El presidente de Estados Unidos, Donald Trump, confirmó que 50 millones de barriles de petróleo venezolano ya se dirigen a Houston, Texas, tras la reciente flexibilización de restricciones para empresas energéticas que operan en Venezuela.
El anuncio lo hizo durante un mitin en Georgia, donde calificó la operación como algo “fantástico” para el nuevo esquema económico.
Según explicó, los cargamentos viajan en buques de gran capacidad rumbo a Houston, uno de los principales centros energéticos del país. El movimiento ocurre semanas después de cambios en la política estadounidense hacia el sector petrolero venezolano.

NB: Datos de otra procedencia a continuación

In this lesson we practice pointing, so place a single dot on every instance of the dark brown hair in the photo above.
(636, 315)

En su discurso, Trump también mencionó a Delcy Rodríguez, presidenta encargada de Venezuela, señalando que se está trabajando bajo un nuevo esquema de cooperación energética tras la detención de Nicolás Maduro.
“Nos llevamos 50 millones de barriles de petróleo. Están flotando en este momento hacia Houston”, expresó ante simpatizantes.
El mensaje fue claro: Estados Unidos vuelve a mover piezas clave en el tablero energético latinoamericano.
Flexibilizan sanciones y abren la puerta a grandes petroleras
El anuncio llegó un día después de que el Departamento del Tesoro de Estados Unidos publicara una norma que flexibiliza restricciones para compañías que operan en el sector energético venezolano.
Las nuevas licencias permiten transacciones con la estatal Petróleos de Venezuela (PDVSA) bajo condiciones estrictas. Entre las empresas beneficiadas se encuentran:
- Chevron
- BP
- Eni
- Shell
- Repsol
Los contratos deberán regirse bajo jurisdicción estadounidense y cualquier pago a personas sancionadas por la Oficina de Control de Activos Extranjeros deberá pasar por cuentas designadas por el Tesoro.
El secretario de Energía, Chris Wright, explicó que las ventas podrían superar los 10 mil millones de dólares anuales, considerando acuerdos ya firmados y proyecciones en curso.
Washington mantendrá control sobre ingresos petroleros
Uno de los puntos más relevantes es que Estados Unidos mantendrá control “indefinido” sobre la comercialización del crudo venezolano. Esto implica que los ingresos derivados del principal recurso de exportación de Venezuela dependerán de las decisiones de Washington.
De acuerdo con Wright, el petróleo venezolano es especialmente compatible con refinerías estadounidenses construidas en los años setenta, lo que facilita su procesamiento. Además, destacó que el crudo podría utilizarse para la producción de asfalto, impactando directamente en el sector de infraestructura y construcción de carreteras en EU.
El acuerdo energético fue calificado como histórico por ambas partes.
Mientras tanto, el gobierno estadounidense asegura que los ingresos generados servirán para impulsar la reconstrucción institucional en Venezuela, fortalecer la prensa libre y promover un modelo de gobierno representativo.
Con este movimiento, la relación energética entre Estados Unidos y Venezuela entra en una nueva etapa, marcada por control financiero, cooperación condicionada y un flujo millonario de petróleo rumbo a Texas.